Although the coexistence of two separate companies was called the “shoe wars” by some, Goldenberg says that the combined company is peerless in terms of online competitors although traditional retailers are still offering them a run for their money. “If you look at the footwear industry we’re already taking a 15% share. That means the offline competitors are taking 85%,” he says. “But if you look at subscription commerce we are definitely alone in that. I think we have more revenue than all other subscription commerce companies combined. There isn’t a number three.”

And the idea of a number one and two is a key point: both brands will remain distinct and intact in the merger. “When you think about fashion women always want choice,” Goldenberg explains. “Two separate brands we appeal to a much wider membership base. That will not change.” What will change, it seems, is that we’ll see ShoeDazzle finally undergo some international expansion, following in the footsteps of JustFab.

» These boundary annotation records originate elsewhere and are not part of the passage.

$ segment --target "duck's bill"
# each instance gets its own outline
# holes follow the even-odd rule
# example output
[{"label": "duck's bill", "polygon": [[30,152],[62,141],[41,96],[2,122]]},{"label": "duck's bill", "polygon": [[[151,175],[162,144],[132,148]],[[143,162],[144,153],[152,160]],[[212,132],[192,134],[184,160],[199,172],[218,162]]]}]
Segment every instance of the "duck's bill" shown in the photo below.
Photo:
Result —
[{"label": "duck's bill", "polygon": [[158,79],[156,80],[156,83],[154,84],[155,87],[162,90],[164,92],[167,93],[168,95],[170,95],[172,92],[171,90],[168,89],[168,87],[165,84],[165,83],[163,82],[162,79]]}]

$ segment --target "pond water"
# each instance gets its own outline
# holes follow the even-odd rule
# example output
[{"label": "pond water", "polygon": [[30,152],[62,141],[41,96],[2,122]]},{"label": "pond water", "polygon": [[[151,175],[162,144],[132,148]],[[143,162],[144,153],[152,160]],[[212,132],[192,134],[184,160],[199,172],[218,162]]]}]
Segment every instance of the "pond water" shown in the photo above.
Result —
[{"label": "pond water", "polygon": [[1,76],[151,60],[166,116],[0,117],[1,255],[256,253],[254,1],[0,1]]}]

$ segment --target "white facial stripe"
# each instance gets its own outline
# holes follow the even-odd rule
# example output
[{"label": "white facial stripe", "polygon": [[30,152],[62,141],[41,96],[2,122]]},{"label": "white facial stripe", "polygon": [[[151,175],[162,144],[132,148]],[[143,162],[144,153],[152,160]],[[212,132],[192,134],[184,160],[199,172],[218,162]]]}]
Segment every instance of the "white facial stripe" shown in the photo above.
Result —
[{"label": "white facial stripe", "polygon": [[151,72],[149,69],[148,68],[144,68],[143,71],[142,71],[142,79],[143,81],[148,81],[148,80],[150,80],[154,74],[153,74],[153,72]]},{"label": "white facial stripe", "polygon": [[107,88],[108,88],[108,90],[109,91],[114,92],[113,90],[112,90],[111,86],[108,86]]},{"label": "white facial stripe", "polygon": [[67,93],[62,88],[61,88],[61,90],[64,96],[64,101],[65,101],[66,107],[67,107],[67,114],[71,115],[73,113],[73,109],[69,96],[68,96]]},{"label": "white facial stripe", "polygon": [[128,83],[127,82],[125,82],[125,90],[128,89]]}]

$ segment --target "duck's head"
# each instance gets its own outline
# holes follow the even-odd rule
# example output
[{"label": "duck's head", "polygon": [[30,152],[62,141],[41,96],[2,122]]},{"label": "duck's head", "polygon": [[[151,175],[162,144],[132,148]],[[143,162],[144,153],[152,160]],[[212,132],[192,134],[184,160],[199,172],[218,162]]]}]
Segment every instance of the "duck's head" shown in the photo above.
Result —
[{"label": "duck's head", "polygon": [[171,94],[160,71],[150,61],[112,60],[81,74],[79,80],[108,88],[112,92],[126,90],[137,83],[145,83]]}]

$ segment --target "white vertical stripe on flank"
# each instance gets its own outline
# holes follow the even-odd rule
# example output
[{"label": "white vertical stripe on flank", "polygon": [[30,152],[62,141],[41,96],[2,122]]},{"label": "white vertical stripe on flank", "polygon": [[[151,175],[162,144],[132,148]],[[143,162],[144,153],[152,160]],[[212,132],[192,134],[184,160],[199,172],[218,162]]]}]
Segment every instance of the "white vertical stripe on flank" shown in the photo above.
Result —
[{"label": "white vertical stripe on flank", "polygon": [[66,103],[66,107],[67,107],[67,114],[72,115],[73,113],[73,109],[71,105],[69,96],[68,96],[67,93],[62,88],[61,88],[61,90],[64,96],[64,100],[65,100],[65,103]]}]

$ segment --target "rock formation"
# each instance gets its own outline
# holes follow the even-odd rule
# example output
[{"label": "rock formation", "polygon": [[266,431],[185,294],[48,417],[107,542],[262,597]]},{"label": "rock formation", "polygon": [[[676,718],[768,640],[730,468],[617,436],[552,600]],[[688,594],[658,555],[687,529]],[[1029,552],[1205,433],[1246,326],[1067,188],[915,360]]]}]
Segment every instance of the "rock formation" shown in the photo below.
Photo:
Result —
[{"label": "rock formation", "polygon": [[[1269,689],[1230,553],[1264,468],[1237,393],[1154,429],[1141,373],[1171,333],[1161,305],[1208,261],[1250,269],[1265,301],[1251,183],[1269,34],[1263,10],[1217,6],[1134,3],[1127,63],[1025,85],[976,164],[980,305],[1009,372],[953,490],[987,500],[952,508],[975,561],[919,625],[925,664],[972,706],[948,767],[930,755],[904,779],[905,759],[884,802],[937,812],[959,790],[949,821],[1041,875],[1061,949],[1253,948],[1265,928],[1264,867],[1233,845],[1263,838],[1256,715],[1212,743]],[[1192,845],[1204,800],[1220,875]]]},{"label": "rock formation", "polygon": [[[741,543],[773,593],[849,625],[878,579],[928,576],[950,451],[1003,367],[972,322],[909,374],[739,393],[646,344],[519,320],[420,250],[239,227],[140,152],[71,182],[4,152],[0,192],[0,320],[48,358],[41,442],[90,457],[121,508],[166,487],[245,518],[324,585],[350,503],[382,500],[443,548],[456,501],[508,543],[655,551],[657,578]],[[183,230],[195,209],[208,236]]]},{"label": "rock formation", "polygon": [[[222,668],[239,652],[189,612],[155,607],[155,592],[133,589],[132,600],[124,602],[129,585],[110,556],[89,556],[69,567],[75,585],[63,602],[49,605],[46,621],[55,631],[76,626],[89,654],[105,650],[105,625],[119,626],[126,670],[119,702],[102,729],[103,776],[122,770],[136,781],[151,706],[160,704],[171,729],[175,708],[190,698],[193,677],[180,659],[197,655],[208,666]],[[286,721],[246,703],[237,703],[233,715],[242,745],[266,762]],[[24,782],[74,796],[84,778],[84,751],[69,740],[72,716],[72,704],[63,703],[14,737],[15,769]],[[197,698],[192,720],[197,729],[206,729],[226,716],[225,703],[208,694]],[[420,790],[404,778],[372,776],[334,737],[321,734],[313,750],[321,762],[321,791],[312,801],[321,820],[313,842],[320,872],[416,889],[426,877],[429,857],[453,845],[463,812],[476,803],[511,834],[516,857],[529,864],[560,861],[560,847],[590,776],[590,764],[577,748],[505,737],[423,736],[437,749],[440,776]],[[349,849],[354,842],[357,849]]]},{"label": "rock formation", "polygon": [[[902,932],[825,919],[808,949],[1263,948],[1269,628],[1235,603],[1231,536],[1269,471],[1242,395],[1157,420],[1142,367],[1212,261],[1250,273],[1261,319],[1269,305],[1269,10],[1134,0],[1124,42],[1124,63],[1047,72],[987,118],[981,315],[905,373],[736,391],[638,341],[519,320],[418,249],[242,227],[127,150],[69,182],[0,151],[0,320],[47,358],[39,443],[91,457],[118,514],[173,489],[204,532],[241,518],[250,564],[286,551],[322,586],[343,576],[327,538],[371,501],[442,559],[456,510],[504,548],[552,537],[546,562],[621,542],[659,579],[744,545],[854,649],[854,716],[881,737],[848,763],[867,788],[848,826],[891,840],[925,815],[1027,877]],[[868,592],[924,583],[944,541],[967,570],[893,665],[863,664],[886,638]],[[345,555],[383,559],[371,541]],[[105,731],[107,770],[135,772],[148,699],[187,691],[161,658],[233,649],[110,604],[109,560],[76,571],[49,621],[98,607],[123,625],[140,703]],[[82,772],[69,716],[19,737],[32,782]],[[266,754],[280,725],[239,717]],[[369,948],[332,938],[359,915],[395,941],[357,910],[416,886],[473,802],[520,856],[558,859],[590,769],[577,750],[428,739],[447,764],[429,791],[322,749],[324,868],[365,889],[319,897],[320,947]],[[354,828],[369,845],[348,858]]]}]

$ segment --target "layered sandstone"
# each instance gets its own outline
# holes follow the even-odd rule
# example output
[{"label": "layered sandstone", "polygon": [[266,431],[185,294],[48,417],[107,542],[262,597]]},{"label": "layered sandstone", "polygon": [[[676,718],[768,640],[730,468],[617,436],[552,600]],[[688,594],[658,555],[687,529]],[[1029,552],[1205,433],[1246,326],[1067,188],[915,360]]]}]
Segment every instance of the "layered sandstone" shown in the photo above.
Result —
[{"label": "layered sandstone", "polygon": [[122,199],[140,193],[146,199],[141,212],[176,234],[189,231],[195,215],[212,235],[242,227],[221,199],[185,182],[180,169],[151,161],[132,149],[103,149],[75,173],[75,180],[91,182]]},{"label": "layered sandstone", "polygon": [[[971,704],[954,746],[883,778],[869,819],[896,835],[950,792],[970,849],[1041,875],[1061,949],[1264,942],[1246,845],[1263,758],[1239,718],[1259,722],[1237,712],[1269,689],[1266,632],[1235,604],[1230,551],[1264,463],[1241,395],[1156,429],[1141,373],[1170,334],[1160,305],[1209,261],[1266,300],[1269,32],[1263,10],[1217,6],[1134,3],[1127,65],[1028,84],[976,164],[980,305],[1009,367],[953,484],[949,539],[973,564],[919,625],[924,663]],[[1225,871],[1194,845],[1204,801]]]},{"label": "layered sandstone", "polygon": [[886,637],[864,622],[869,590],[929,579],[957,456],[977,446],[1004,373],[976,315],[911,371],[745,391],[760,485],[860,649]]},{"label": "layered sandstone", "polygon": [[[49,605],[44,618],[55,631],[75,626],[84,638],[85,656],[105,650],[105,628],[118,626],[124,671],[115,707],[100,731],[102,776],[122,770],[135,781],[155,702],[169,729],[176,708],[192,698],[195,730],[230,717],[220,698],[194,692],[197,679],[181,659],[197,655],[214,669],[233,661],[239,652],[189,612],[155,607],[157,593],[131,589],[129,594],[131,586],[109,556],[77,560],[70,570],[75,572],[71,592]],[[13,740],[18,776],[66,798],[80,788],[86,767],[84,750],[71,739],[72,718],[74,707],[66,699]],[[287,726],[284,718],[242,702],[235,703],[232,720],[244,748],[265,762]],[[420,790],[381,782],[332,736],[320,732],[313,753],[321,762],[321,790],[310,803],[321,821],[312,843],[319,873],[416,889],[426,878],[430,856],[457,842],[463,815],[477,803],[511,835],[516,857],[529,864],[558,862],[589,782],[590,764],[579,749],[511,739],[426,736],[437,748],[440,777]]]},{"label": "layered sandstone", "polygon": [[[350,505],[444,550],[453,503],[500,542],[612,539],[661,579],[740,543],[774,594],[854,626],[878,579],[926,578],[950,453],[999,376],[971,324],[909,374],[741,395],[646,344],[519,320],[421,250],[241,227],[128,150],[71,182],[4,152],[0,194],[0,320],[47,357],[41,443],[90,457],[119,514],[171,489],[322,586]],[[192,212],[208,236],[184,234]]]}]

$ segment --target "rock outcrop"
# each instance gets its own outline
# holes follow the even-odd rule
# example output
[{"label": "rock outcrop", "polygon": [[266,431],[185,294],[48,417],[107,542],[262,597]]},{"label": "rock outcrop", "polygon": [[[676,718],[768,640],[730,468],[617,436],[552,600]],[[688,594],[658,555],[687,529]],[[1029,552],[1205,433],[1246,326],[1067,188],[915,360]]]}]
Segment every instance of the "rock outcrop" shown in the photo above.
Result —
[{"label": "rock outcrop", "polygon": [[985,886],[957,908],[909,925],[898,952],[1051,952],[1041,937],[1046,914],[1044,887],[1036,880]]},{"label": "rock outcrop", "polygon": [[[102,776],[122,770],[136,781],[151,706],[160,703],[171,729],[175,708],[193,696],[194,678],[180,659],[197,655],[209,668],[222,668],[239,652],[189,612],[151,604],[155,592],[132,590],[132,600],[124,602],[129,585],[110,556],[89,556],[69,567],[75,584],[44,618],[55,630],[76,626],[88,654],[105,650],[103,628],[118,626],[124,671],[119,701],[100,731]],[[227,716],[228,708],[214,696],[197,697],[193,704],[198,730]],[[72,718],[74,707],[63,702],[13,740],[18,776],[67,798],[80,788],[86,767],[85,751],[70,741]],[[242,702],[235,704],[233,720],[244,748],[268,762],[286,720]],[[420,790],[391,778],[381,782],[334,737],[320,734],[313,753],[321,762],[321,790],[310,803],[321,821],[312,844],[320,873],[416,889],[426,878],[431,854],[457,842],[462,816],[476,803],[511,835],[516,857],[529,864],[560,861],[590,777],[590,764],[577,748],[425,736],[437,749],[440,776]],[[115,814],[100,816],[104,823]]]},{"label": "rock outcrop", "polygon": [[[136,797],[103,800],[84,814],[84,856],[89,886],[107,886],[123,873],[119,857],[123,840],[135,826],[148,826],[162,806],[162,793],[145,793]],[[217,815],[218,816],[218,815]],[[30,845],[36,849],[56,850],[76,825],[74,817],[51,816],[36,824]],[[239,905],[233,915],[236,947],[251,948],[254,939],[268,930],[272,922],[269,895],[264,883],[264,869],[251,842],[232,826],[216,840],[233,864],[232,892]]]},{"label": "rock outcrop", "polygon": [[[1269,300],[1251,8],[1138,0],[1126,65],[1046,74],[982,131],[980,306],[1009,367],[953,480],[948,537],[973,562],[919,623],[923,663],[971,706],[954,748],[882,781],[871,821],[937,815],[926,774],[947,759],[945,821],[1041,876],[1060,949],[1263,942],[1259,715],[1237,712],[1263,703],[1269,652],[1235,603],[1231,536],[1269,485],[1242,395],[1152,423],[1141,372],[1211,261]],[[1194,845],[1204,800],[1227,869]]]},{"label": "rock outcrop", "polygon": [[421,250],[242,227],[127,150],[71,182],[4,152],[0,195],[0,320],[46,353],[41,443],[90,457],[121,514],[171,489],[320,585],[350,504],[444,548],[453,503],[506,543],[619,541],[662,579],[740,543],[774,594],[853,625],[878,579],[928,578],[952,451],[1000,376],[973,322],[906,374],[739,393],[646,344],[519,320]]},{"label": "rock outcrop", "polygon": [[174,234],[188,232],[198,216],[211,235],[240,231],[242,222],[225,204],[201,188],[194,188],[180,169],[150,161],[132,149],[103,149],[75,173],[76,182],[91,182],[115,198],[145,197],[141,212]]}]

Lee’s decision to join the board rather than take an executive role is because he says he “will remain focused on the Honest Company,” where he is still CEO. The companies do not anticipate any layoffs as part of the merger but will be evaluating everything over the next six to 12 months.

Going forward, Goldenberg declined to say what the next step might be, whether that would be an IPO or looking for another kind of exit. “Right now we’re focused on being a great company and getting to $1 billion in sales while being highly profitable. If we do that, the right liquidity path will come.”